Where Trevor Bauer's Dodgers Contract Ranks Against 2021 MLB Team Payrolls

Paul KasabianSenior ContributorFebruary 5, 2021

Cincinnati Reds' Trevor Bauer winds up during the first inning of the team's baseball game against the Milwaukee Brewers in Cincinnati, Wednesday, Sept. 23, 2020. (AP Photo/Aaron Doster)
Aaron Doster/Associated Press

The Los Angeles Dodgers have signed starting pitcher Trevor Bauer to a three-year, $102 million contract, per Jon Heyman of WFAN Sports Radio and MLB Network.

Bauer has opt-outs after the 2021 and 2022 seasons, per Heyman. The 2020 National League Cy Young winner is set to be paid $40 million guaranteed in 2021 and $45 million guaranteed in 2022.

The right-hander went 5-4 with a 1.73 ERA and 0.80 WHIP last year. He struck out 100 batters in 73 regular-season innings before fanning 12 Atlanta Braves batters in 7.2 shutout frames during his lone playoff start.

Naturally, Bauer was set to cash in after a phenomenal year, and he's done just that by joining the defending World Series champions.

Remarkably, Bauer's 2021 salary puts him in the neighborhood of some other entire 26-man Opening Day rosters. Here's a look at the bottom six teams in projected 2021 payroll, per Cot's Contracts, compared to Bauer.


Bottom 6 Payrolls Plus Bauer

1. Seattle Mariners ($63.9 million)

2. Tampa Bay Rays ($60.3 million)

3. Baltimore Orioles ($56.7 million)

4. Miami Marlins ($55 million)

5. Cleveland ($49.1 million)

6. Pittsburgh Pirates ($40.5 million)

7. Los Angeles Dodgers SP Trevor Bauer ($40 million)



Third baseman Kyle Seager and starting pitcher Yusei Kikuchi make up $35 million of the Mariners' projected payroll alone.

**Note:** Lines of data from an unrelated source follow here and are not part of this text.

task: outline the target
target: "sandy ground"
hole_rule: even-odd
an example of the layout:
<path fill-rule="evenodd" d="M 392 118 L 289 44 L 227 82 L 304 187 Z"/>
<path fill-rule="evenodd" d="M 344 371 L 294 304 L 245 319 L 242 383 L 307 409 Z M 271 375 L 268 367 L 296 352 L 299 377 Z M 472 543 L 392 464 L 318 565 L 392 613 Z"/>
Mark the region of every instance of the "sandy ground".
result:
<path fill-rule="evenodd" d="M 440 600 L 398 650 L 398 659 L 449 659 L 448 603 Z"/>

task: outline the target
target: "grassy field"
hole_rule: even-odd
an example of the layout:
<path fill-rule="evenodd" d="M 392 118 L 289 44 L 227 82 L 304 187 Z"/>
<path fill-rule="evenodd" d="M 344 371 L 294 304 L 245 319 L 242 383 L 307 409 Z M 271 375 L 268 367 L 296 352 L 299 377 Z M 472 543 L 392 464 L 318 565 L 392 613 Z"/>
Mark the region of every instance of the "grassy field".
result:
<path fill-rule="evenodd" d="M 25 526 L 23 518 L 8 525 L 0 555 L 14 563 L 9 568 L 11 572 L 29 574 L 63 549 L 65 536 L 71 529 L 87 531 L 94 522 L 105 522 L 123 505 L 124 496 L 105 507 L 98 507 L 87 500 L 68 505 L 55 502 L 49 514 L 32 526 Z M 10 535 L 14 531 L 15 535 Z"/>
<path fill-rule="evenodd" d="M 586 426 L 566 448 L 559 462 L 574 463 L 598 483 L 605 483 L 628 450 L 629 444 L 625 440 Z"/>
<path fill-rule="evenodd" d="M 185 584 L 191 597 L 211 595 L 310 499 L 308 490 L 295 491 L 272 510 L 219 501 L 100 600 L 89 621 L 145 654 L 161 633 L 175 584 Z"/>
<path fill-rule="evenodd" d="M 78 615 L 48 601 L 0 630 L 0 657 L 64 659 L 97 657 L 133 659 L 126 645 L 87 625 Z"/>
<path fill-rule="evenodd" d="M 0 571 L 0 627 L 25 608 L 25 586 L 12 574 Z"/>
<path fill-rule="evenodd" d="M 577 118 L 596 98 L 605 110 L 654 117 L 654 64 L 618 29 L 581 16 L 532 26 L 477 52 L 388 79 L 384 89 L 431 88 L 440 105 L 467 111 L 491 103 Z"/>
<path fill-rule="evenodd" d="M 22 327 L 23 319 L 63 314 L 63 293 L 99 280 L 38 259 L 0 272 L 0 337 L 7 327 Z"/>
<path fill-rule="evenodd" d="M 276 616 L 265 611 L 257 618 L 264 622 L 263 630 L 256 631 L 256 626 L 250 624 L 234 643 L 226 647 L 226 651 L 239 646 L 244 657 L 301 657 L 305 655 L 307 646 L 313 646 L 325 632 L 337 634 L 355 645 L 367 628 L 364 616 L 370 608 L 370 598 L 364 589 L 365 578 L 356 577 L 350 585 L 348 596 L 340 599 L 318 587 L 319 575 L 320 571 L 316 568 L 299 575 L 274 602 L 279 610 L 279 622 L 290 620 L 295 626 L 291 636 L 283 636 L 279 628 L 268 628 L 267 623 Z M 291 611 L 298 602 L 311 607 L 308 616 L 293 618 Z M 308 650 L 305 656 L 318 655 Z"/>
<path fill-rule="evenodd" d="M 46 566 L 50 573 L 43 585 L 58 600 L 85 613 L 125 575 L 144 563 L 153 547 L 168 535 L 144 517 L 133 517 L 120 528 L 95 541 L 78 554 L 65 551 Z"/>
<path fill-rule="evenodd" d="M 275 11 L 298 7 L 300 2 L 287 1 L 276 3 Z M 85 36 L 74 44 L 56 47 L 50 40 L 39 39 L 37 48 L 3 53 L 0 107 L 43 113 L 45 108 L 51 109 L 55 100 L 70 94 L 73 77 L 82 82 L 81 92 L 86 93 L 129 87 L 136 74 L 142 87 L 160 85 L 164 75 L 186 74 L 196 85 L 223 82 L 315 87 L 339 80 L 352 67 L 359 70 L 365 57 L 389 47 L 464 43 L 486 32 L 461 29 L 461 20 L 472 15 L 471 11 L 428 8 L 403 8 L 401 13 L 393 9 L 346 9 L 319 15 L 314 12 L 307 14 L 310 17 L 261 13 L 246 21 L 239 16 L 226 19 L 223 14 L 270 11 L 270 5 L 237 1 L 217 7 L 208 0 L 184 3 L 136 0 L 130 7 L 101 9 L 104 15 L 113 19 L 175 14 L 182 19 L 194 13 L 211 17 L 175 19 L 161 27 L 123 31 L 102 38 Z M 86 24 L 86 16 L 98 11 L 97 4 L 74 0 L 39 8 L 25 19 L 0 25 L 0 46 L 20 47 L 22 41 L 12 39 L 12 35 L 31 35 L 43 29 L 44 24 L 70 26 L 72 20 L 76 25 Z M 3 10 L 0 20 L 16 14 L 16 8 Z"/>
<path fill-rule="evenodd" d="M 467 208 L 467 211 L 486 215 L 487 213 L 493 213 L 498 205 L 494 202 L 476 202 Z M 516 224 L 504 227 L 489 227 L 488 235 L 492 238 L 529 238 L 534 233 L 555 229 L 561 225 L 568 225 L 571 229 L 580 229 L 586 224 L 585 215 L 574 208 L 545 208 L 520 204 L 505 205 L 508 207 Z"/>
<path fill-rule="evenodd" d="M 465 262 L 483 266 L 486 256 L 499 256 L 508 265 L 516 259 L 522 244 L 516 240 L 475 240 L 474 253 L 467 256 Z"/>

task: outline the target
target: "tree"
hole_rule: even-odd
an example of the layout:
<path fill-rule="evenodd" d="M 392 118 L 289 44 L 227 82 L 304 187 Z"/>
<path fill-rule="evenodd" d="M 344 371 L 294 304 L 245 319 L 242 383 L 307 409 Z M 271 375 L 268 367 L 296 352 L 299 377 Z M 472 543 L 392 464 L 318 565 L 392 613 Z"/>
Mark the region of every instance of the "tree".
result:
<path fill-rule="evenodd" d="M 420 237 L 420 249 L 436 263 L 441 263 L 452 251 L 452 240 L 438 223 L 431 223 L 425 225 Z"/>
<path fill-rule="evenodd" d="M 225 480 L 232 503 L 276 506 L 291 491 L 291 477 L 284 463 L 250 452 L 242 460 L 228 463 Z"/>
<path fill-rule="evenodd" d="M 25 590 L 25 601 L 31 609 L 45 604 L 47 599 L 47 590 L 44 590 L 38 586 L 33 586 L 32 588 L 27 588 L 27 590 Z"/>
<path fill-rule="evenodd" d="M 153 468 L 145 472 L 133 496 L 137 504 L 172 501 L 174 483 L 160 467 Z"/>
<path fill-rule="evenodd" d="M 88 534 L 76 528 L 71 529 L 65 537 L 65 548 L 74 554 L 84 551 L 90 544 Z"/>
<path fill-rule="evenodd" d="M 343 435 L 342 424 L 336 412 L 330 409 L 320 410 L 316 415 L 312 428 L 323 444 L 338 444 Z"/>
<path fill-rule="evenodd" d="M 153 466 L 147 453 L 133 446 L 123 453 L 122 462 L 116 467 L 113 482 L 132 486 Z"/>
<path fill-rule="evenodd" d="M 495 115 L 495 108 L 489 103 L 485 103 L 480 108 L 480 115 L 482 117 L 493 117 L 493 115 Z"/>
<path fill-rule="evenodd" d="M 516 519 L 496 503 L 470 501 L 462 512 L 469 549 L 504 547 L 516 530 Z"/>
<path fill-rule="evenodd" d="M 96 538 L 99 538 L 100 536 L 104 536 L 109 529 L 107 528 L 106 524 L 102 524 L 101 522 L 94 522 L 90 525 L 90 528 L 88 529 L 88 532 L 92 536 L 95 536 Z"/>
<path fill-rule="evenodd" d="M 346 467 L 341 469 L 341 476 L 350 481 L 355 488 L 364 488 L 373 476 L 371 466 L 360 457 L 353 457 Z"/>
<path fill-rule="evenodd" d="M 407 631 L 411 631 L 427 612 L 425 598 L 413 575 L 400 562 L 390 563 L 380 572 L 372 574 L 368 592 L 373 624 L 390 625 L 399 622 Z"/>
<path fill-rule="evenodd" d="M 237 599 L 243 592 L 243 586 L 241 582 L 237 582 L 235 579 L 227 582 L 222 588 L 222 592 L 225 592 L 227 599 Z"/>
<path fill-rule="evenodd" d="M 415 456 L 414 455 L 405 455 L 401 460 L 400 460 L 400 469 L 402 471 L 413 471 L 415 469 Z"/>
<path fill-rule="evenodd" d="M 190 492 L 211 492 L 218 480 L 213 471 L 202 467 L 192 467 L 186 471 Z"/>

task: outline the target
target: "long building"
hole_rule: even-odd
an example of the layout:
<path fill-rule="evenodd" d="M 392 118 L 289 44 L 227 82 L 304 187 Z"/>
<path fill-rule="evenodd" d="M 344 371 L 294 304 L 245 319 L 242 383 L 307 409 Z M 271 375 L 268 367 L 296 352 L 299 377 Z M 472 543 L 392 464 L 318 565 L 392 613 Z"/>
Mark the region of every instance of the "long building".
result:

Center fielder Kevin Kiermaier leads the way in Tampa Bay at $11.66 million.

The rebuilding Orioles would have the league's lowest projected payroll if not for first baseman/designated hitter Chris Davis, who is making over $21.1 million in the penultimate season of a seven-year, $161 million contract.

Outfielders Starling Marte and Corey Dickerson will combine to make $22 million in 2021 for the Miami Marlins, who are led by first-year general manager Kim Ng. Neither player is on the books next year as of now.

Bauer's old team in Cleveland has seen its payroll slashed below $50 million. Cleveland is the only MLB team that does not have a player making $10 million or more, with third baseman Jose Ramirez pacing the ballclub at $9.4 million.

Finally, the Pittsburgh Pirates' entire projected payroll is nearly eclipsed by Bauer's salary alone, with the team holding a $500,000 edge. Outfielder Gregory Polanco is due $11.6 million in 2021.